“Eisenhower Vs. the Squirrels,” a rap concept album by Squeezy Jeez.

In the summer of 2017, a musician who goes by the name Squeezy Jeez uploaded a hip-hop concept album to the music streaming site Bandcamp. As far as I can tell, it is the only rap album inspired by the time a U.S. president became enraged by the squirrels that were digging up his White House putting green.

You could call it “Fear of a Squirrel Planet.” Squeezy Jeez called it “Eisenhower Vs. the Squirrels.” Over a laconic beat, the album begins this way:
The year is 1954, my name is Eisenhower. The 34th U.S. president is in power.
I love my country, but I also love golf.
So I’ma build some putting green to putt off.
I’m so excited. More than anything in the world
I hope it doesn’t get ravaged by squirrels.

Of course, Dwight Eisenhower’s putting green did get ravaged. Squirrels buried their nuts in it, infuriating Ike. As Squeezy Jeez put it:
My rap game is strong but my golf game is stronger,
And I won’t take these squirrels ruining that any longer.

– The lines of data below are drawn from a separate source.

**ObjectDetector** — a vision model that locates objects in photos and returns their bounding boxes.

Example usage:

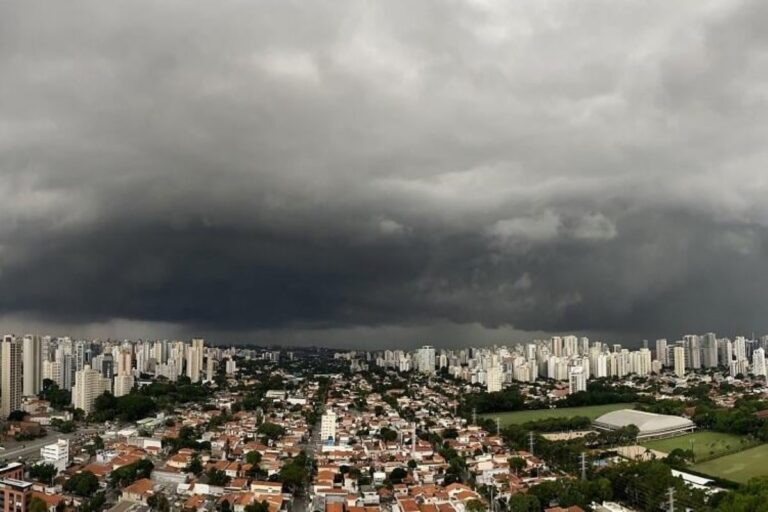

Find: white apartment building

[673,347,685,378]
[72,365,111,414]
[0,335,22,418]
[40,439,69,474]
[320,411,336,443]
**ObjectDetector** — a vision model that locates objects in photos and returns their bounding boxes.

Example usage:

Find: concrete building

[187,346,201,383]
[593,409,696,440]
[21,334,43,396]
[72,365,110,414]
[416,345,435,373]
[40,439,69,474]
[568,366,587,393]
[674,347,685,378]
[752,348,766,377]
[486,363,504,393]
[320,411,336,443]
[0,335,22,419]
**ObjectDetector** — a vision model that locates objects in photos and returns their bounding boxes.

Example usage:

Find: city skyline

[0,1,768,346]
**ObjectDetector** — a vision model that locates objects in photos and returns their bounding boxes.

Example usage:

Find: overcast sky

[0,0,768,348]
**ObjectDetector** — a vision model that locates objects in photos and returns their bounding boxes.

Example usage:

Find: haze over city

[0,1,768,347]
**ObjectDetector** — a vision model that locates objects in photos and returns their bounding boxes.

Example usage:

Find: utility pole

[491,485,496,512]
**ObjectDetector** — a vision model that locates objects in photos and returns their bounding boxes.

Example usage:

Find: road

[0,429,97,462]
[291,420,325,512]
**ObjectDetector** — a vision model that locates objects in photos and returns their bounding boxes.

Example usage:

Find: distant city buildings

[0,335,22,419]
[320,411,336,443]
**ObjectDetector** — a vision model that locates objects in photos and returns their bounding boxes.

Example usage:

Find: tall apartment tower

[192,338,205,371]
[114,349,133,397]
[187,345,200,383]
[656,338,669,366]
[752,348,766,377]
[416,345,435,373]
[21,334,43,396]
[0,335,22,418]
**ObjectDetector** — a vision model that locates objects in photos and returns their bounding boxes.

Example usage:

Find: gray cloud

[0,1,768,343]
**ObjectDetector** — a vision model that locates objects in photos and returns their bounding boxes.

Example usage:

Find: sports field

[691,444,768,483]
[481,403,635,426]
[640,432,743,460]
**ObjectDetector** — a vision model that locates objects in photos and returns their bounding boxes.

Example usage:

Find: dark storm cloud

[0,1,768,343]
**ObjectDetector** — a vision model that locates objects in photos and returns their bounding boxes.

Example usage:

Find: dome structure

[593,409,696,440]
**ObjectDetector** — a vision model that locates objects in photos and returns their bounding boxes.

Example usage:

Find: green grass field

[481,403,635,426]
[640,432,742,459]
[692,444,768,483]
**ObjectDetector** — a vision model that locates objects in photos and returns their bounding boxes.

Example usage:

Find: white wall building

[40,439,69,474]
[320,411,336,443]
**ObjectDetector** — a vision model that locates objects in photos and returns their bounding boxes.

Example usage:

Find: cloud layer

[0,0,768,342]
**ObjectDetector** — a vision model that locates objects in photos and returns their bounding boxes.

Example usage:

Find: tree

[186,455,203,475]
[509,457,528,475]
[109,459,155,487]
[64,471,99,496]
[27,496,48,512]
[379,427,397,443]
[8,410,27,421]
[29,463,59,484]
[245,450,261,466]
[206,468,230,487]
[389,468,408,484]
[257,422,285,441]
[507,493,541,512]
[147,494,171,512]
[245,501,269,512]
[464,500,488,512]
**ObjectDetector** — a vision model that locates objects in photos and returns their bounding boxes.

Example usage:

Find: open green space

[481,403,635,426]
[640,431,746,460]
[691,444,768,483]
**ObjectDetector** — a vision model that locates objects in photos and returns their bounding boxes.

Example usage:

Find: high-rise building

[192,338,205,372]
[21,334,43,396]
[101,354,115,380]
[187,345,200,383]
[656,338,669,366]
[674,346,685,377]
[113,375,133,397]
[701,332,718,368]
[0,335,22,418]
[568,366,587,393]
[320,411,336,443]
[72,365,111,414]
[486,362,504,393]
[416,345,435,373]
[752,348,766,377]
[117,348,133,375]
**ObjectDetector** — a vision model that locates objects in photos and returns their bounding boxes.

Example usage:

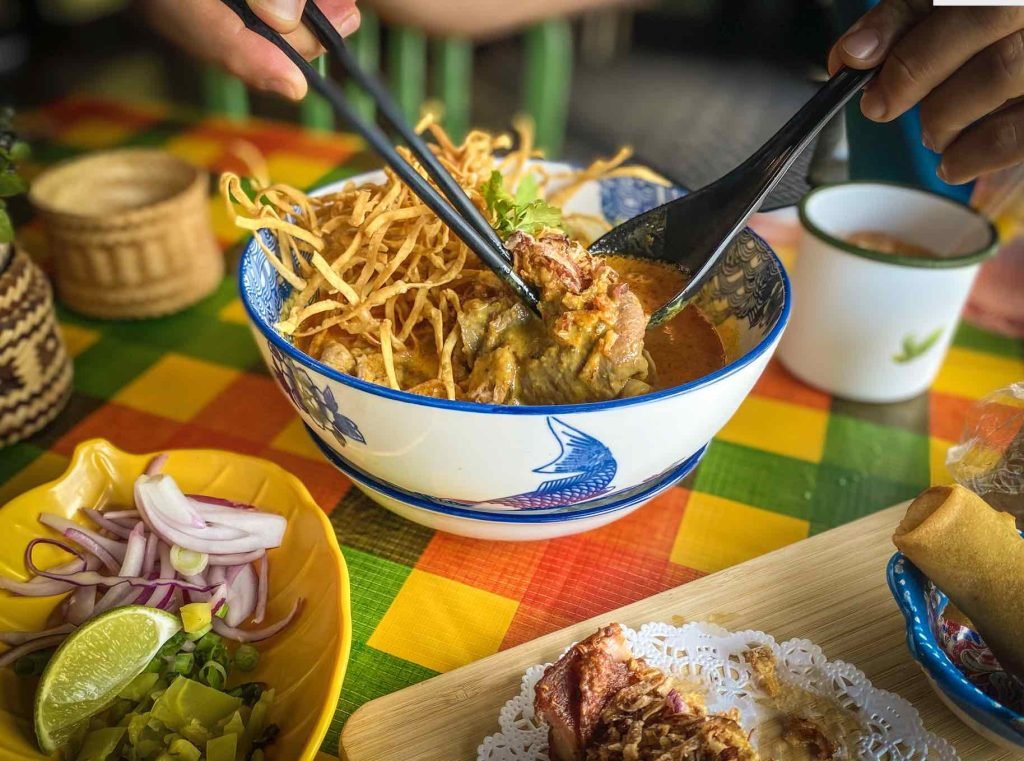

Eisenhower suffered a spate of bad publicity when the press learned that White House squirrels had been trapped and released in the wild. (Presidential scandals were a lot tamer then.)

In its five songs — none longer than two minutes — “Eisenhower Vs. the Squirrels” neatly lays out the controversy. The squirrels get to rap, too. But who, I wondered, is Squeezy Jeez? Also: Why?

Max Womack, a teen from Austin who created a rap concept album about a presidential squirrel battle.

He’s Max Womack, a 16-year-old high school sophomore from Austin. He said he was inspired by the musical “Hamilton.”

“I wanted to find a really weird presidential story to kind of cover,” Max told me.

He searched online and came across the Eisenhower squirrel tale. “I tried to make something out of that, just to kind of fill in the gaps and add more absurdity,” he said.

He wrote and recorded the five songs in a day, supplementing prerecorded beats from Logic music software with instruments he played. (Max plays in a band called Weird on Top.)

Max said that making “Eisenhower Vs. the Squirrels” was a little challenge he set himself. When I spoke with him, no one had downloaded it except his family and friends.

I asked him if there were any squirrels in his neighborhood.

“There are quite a few,” Max said. “I enjoy squirrels quite a bit.”